Para Genilson Machado, coordenador da parte de Esportes e Lazer do projeto, o Acesso Cidadão é a realização de um sonho. Apaixonado pela praia e por esportes como handebol e surfe, quando tinha 19 anos, ele sofreu um acidente durante um mergulho em uma piscina de clube, que o deixou tetraplégico. A partir daí, foram 24 anos para que, em 2012, Genilson pudesse voltar a se banhar no mar — um processo que exigiu muita força de vontade e a recuperação do amor-próprio.
Depois do acidente, a primeira vez que Genilson entrou no mar foi por meio do Acesso Cidadão, que hoje ele coordena. Daí vem a determinação de fazer com que o projeto se estenda e dure para sempre, objetivo pelo qual Genilson trabalha, junto à sua equipe da AC Social, a fim de proporcionar o mesmo prazer que ele obteve a outras pessoas. “É sobre transformar a praia, que é comunitária, em um espaço acessível”.
“Para mim, enquanto usuário e coordenador, o que o Acesso Cidadão promove é saúde em todas as formas: social, física e mental. Esse é só o começo de uma orla inclusiva, um local em que todos, sem exceção, vão poder desfrutar da liberdade de ir e vir”, ele comenta, destacando sobre o quão satisfatório é ver o projeto funcionar com o amparo de tantas mãos.
As reuniões do projeto começam às 8h e se estendem até o meio-dia. Embora um membro da Fundação Casa de José Américo esteja sempre presente para anotar o nome e número para contato dos novos integrantes, não é necessário fazer nenhum cadastro para participar das atividades. Segundo Janete Rodriguez, “chegou, é atendido!”. Ainda que o foco do projeto esteja nas pessoas com deficiência, a equipe que promove o Acesso Cidadão entende que acessibilidade é uma necessidade de diversos públicos, assim também recebe idosos, crianças com câncer e qualquer pessoa cuja participação plena em espaços públicos esteja sendo obstruída.

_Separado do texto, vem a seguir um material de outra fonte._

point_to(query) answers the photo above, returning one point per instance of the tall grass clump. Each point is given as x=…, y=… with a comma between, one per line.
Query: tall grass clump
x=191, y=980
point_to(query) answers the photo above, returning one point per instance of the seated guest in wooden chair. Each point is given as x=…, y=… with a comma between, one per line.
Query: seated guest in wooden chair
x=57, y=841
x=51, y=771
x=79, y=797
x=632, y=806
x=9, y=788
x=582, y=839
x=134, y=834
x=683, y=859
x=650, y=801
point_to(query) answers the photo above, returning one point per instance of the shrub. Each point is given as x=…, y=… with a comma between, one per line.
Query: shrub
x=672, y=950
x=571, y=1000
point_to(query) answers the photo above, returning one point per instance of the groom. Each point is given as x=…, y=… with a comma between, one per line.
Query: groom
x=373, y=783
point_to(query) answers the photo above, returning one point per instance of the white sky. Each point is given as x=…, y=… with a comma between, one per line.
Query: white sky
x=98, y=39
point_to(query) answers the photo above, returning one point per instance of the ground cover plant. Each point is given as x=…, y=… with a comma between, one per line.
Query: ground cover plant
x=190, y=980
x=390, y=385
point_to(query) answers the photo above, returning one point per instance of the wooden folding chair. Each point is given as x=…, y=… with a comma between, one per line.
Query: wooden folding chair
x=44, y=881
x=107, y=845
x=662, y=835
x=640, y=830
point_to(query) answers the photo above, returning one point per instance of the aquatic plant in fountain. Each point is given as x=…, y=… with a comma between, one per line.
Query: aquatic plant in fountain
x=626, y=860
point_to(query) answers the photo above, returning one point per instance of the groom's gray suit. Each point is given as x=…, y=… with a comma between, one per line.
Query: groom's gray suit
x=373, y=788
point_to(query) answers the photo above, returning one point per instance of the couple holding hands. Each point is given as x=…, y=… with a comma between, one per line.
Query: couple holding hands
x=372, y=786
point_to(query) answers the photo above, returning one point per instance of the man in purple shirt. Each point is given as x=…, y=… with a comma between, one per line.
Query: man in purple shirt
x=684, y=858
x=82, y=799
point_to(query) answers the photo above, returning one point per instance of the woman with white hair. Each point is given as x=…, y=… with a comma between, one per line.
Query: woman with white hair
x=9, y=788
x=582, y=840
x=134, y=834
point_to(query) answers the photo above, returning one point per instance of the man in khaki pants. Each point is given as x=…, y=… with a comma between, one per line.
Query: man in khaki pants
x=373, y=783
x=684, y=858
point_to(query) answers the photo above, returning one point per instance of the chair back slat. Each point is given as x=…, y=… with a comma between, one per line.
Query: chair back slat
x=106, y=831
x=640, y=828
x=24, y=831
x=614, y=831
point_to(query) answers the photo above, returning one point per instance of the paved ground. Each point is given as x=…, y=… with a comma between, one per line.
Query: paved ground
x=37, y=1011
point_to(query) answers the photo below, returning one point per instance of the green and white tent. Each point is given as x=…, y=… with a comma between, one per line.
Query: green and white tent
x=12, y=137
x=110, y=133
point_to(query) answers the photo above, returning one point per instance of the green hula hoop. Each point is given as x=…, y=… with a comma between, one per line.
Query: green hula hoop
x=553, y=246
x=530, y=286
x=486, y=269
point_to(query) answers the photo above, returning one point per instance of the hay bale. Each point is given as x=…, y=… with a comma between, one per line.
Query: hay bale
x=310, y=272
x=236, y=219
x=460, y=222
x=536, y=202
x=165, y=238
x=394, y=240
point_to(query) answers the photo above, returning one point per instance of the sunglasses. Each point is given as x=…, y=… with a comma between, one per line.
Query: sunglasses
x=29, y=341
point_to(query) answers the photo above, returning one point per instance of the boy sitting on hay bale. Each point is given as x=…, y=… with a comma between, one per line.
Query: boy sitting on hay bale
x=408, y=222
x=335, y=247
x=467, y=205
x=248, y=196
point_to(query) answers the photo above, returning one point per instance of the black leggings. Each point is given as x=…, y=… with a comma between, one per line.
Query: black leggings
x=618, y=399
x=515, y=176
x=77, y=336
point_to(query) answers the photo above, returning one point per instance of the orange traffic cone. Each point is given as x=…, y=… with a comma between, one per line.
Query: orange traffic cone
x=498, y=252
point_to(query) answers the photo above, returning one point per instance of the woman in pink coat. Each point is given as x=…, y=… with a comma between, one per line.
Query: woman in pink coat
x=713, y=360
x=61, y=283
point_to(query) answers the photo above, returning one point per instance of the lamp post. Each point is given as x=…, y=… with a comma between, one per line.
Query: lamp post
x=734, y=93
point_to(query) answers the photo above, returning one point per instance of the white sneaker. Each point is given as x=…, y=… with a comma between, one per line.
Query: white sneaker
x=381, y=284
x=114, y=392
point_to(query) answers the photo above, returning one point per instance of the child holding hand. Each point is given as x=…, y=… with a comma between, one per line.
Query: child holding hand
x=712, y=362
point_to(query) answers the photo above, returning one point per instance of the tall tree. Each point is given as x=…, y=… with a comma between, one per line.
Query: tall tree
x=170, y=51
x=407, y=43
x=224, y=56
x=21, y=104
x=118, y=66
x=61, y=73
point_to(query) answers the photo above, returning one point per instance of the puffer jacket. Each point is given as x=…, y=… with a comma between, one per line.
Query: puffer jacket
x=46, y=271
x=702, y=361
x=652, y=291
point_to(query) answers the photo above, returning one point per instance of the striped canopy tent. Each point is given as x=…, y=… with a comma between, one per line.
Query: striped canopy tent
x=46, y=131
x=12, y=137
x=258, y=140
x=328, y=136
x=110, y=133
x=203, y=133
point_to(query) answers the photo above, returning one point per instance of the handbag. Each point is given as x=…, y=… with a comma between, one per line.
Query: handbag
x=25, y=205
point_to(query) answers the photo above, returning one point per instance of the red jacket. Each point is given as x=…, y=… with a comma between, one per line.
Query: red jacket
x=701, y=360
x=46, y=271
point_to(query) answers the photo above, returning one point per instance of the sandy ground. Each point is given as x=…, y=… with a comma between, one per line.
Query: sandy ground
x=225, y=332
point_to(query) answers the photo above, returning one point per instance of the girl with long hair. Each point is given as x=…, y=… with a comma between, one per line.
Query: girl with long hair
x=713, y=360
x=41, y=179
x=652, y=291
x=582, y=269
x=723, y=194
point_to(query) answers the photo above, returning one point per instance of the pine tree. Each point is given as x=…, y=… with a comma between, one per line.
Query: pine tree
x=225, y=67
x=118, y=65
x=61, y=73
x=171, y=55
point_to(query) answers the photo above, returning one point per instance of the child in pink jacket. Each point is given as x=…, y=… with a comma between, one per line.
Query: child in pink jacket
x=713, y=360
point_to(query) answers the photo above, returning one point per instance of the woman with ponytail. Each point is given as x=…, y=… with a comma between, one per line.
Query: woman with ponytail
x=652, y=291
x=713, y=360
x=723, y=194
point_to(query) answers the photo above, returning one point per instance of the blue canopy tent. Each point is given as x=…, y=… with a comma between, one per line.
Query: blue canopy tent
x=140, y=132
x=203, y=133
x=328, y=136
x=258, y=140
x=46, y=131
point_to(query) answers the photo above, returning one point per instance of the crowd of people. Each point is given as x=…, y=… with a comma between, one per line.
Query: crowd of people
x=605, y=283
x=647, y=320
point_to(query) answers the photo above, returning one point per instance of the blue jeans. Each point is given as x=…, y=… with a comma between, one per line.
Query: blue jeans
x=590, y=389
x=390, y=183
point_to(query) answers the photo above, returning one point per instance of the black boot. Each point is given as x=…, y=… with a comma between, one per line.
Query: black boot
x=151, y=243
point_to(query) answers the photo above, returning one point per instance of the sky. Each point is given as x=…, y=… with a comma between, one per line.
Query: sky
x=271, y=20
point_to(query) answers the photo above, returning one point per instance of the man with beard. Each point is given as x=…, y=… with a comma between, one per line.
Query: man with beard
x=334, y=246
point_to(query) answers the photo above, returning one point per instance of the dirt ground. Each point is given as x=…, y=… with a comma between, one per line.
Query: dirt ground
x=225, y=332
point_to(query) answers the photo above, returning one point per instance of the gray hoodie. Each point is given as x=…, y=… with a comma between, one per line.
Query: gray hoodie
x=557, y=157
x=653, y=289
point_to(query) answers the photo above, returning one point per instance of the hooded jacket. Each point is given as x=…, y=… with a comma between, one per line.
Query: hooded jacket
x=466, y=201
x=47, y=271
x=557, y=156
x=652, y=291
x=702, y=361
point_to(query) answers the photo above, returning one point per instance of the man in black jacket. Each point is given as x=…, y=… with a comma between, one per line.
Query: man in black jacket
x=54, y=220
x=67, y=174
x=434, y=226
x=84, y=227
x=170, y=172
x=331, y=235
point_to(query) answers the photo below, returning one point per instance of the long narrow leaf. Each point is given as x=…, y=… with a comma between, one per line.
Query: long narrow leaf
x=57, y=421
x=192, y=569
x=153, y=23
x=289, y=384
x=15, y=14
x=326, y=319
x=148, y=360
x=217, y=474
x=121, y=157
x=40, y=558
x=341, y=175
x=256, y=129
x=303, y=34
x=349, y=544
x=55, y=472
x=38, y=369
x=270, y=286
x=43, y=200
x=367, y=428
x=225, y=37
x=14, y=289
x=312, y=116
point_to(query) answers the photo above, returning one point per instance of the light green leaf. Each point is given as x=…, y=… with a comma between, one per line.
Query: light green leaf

Segundo Janete, faça sol ou chuva, o coletivo está na orla, bem em frente à fundação: “Todos fazem questão. Como armamos tendas para nos proteger do sol, também as usamos em dias de chuva. Ficamos abrigados sob elas, lanchando e conversando, mas ninguém deixa de vir”. Assim, o lugar que o projeto conquistou se torna um espaço de interação, onde as pessoas podem exercer sua plena cidadania.
*Matéria publicada originalmente na edição impressa do dia 13 de dezembro de 2025.